JISC

Welcome to the ArchivePress website

ArchivePress is a blog-archiving project being undertaken by the University of London Computer Centre and the British Library Digital Preservation department, funded by the JISC Information Environment Programme under its Rapid Innovation Grants Call (03/09).

The project will explore practical issues around the archiving of weblog content, focusing on blogs as records of institutional activity and corporate memory. As an alternative to the web crawling/harvesting approach of the Internet Archive and the UK Web Archive, ArchivePress will test the viability of using RSS feeds and blog APIs to harvest blog content (including comments, embedded content and metadata). The archived content will be stored and managed using instances of Wordpress, thereby maintaining the blogs’ native data structures, formats and relationships.

We hope to develop tools and methodology that will enable organisations to use simple, free, open source blogging software to manage a central archive of designated institutional blog outputs, even if they are spread over different blog hosts and platforms.
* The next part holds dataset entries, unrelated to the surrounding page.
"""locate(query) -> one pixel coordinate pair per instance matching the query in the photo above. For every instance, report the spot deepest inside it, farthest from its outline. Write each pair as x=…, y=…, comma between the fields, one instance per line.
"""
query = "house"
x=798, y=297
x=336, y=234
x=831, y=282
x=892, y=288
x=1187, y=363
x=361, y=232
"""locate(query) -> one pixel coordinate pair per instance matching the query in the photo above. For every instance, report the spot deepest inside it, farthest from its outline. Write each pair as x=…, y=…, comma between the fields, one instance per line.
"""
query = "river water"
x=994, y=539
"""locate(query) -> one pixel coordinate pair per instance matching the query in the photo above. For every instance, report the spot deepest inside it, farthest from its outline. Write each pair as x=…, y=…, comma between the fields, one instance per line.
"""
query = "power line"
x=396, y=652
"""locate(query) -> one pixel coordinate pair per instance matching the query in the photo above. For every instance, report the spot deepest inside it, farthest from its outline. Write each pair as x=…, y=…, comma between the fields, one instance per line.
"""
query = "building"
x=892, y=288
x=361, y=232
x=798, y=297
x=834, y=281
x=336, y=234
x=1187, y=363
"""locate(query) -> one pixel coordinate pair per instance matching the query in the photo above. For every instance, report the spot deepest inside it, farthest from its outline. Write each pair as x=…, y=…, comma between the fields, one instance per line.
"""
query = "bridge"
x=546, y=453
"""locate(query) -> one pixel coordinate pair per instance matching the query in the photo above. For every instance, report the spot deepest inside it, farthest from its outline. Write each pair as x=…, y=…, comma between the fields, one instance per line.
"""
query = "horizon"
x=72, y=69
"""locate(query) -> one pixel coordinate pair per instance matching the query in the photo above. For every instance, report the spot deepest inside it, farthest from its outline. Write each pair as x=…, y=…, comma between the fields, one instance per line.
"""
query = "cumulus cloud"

The benefits of this approach will include:

  • targeted gathering of selected weblogs
  • improved reliability and authenticity of records
  • citable blog content with persistent identifiers
  • automated, ongoing harvesting, via newfeeds
  • accessibility of content, using native blog interfaces
  • use of native web and database file formats, compatible with registry-based preservation activities.

Inputs

Outputs

  • This blog, where we can discuss with the Digital Preservation community, such as preservation, authenticity, citation, context, versioning, reuse.
  • Methodology and guidance for the effective capture and management of blog posts.
  • Scripts/plugins to enable WordPress to be used as a blog aggregator and archiving engine. (Currently in preparation on Google Code.)